İnsan hakları dünya çapında tehdit altında
Uluslararası Af Örgütü, 2023’de dünya çapında artan çatışmalara dikkat çekerken, çok sayıda ülkede uluslararası hukukun ve insan haklarının ayaklar altına alındığını da ifade ediyor. Uluslararası Af Örgütü’nün Genel Sekreteri Julia Duchrow’a göre, “Milliyetçi, ırkçı ve kadın düşmanı güçler dünya çapında zemin kazanıyor. Tüm insanlar için eşit haysiyet ve eşit hak değerleri, bu güçler tarafından saldırıya uğruyor.”
Özellikle Ukrayna, Gazze Şeridi ve Sudan’daki savaş ve çatışmaların insan haklarının evrenselliğinin devamı açısından büyük sorun oluşturduğunu ifade eden Durchow, “Çin’in Uygurlar’a karşı işlediği insan hakları suçları karşısında Batı’nın sessizliğini, büyüyen sosyal eşitsizliği ve ağırlaşan iklim krizini giderek artan bir tehlike olarak” tanımladı. Rusya-Ukrayna savaşı ve Gazze’de yaşananların gölgesinde kalan konuların da olduğunu kaydeden Durchow, Afganistan’da kadın haklarının durumunun, El Salvador ve Polonya’da toplumsal cinsiyet adaletinde yaşanan gerilemelerin ya da ABD’nin bazı eyaletlerinde kürtaja karşı sıkılaştırılan yasaların “tehlikeli ve az konuşulan eğilimler” olduğunu belirtti.
Almanya’ya İsrail konusunda sert eleştiri
Uluslararası Af Örgütü yıllık raporunda, İsrail-Hamas çatışması ve sonuçlarına da geniş yer ayırıyor. Raporu Berlin’de değerlendiren örgütün Almanya şubesi Genel Sekreteri Julia Duchrow’a göre, Hamas ve diğer silahlı gruplar 7 Ekim’de İsrail’e yönelik saldırılarıyla savaş suçu işlediler. “Hiçbir şey oradaki kurbanların acılarını hafifletemez” diyen Durchow, “Bununla birlikte, İsrail’in askeri operasyonu Gazze’de orantısız bir saldırıya dönüştü ve sonuçta ülke, sayısız savaş suçu işledi ve uluslararası hukuku ihlal etti” şeklinde görüş belirtti
Raporun bu bağlamda eleştirdiği bir nokta, Batılı ülkelerin, özellikle de Almanya’nın konuya yaklaşımında çifte standart hakim olması. Alman hükümetinin İsrail ordusu tarafından işlenen savaş suçlarından hiç bahsetmemesini eleştiren örgüt, ayrıca Almanya’da Filistin yanlısı gösterilere yönelik önleyici genel yasakları da gündeme getirerek, bu tutumu, toplanma özgürlüğü hakkının ihlal ettiği gerekçesiyle eleştiriyor.

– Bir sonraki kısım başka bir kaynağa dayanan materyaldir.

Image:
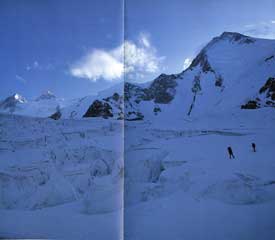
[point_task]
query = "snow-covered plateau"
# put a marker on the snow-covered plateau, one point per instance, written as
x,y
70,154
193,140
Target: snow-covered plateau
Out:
x,y
151,162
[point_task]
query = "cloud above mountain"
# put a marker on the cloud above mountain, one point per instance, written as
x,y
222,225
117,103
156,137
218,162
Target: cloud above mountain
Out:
x,y
264,29
130,60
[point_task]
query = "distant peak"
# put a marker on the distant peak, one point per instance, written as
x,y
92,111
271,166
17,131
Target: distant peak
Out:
x,y
18,97
46,96
236,37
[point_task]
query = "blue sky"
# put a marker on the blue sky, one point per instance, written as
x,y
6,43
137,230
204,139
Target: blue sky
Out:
x,y
76,48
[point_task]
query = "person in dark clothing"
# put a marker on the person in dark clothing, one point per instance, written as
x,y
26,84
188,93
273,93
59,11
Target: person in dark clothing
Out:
x,y
254,147
231,155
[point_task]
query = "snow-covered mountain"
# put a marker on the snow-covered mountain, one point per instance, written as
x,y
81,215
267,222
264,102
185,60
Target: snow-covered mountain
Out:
x,y
12,103
231,72
43,106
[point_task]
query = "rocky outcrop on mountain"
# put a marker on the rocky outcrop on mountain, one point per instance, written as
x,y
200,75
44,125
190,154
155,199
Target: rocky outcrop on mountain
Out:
x,y
266,96
163,89
46,96
202,61
57,115
11,103
269,89
251,104
99,109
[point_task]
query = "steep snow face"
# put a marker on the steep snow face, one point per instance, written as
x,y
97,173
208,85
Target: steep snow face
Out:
x,y
226,75
228,72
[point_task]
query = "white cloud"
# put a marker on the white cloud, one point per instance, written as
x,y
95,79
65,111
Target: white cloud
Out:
x,y
98,64
187,63
261,30
133,60
21,79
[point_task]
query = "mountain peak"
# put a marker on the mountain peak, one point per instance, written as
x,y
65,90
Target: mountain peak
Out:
x,y
46,96
235,37
17,97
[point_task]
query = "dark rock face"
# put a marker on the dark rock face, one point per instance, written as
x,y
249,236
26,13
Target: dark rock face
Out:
x,y
12,102
115,97
99,109
237,37
269,88
269,58
202,60
252,104
162,90
57,115
134,116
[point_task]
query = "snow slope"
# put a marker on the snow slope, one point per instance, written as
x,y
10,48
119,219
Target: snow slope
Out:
x,y
167,176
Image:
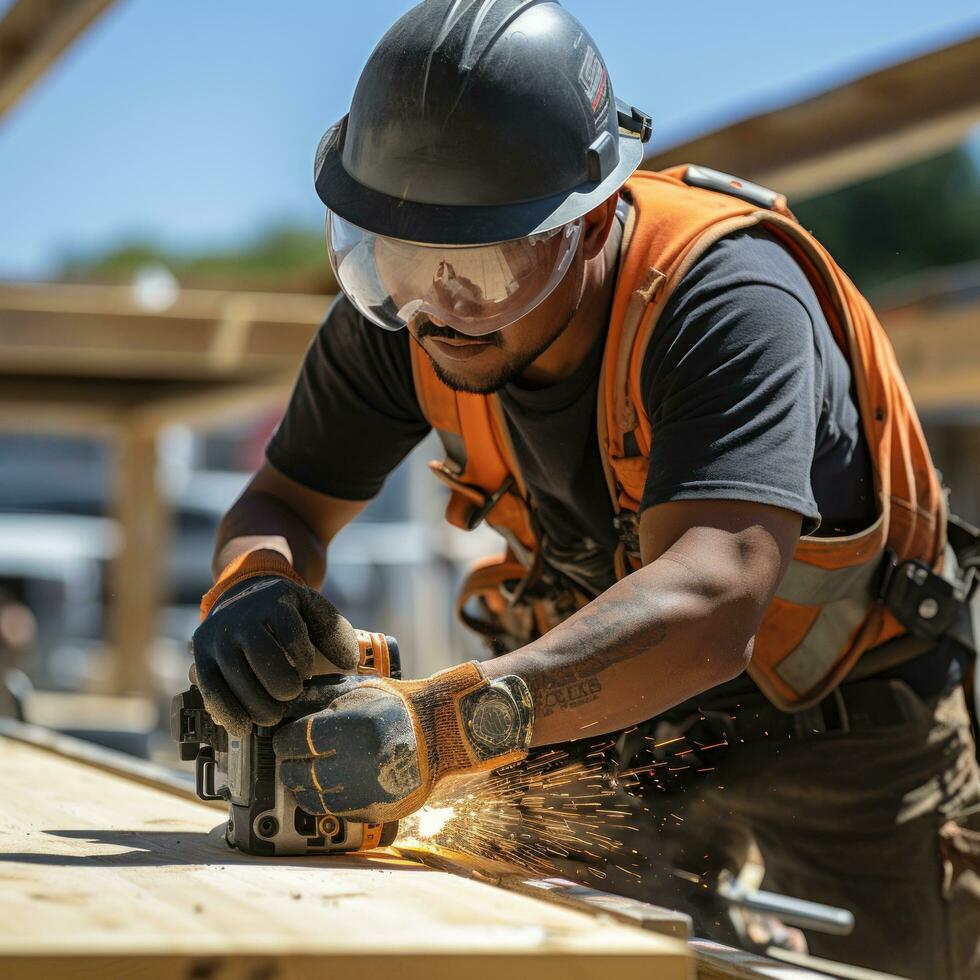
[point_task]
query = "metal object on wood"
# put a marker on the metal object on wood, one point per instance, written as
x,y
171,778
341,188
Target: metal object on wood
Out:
x,y
894,116
108,875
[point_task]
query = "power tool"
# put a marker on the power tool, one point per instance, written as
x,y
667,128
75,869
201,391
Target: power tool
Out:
x,y
263,816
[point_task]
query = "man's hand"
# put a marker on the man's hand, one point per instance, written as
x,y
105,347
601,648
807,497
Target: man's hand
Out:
x,y
257,645
375,748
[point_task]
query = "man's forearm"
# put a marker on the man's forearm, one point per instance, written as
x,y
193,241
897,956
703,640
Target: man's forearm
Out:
x,y
659,636
260,520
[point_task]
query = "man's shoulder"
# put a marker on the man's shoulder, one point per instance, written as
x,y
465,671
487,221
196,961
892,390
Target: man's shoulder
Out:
x,y
750,256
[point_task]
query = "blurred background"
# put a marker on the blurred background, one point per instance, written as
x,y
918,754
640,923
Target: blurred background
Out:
x,y
162,269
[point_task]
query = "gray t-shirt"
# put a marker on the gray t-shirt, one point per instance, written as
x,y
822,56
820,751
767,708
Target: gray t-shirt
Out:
x,y
749,396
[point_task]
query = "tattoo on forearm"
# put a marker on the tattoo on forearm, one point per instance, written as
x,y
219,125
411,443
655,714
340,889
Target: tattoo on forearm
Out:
x,y
608,631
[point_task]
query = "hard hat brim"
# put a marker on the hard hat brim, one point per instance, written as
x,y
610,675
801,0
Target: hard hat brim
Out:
x,y
438,224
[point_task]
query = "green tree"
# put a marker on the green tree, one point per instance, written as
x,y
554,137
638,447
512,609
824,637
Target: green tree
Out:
x,y
921,216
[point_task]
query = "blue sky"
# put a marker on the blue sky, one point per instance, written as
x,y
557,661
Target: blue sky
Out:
x,y
194,122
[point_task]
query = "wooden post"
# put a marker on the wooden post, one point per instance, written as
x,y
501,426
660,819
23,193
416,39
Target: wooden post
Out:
x,y
135,580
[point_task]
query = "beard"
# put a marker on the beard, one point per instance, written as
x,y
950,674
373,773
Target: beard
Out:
x,y
490,384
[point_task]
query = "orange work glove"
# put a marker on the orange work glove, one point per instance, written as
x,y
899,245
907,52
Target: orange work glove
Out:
x,y
376,748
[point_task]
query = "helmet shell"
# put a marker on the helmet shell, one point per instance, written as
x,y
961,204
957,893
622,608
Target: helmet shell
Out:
x,y
478,121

Örgüt ayrıca Filistin’le dayanışma gösterilerinde yaşanan polis şiddetini de eleştiriyor. Almanya’ya yönelik bir diğer eleştirisi ise, Alman hükümetinin İsrail’e silah satması.
Hükümetin silah tedarikini durdurması çağrısında bulunan örgüt “Savaş suçları ya da insan hakları ihlallerinin işlenmesi riski varsa, İsrail’e ve çatışma halindeki diğer ülkelere silah tedarik edilmemelidir” şeklinde bir değerlendirme yapıyor.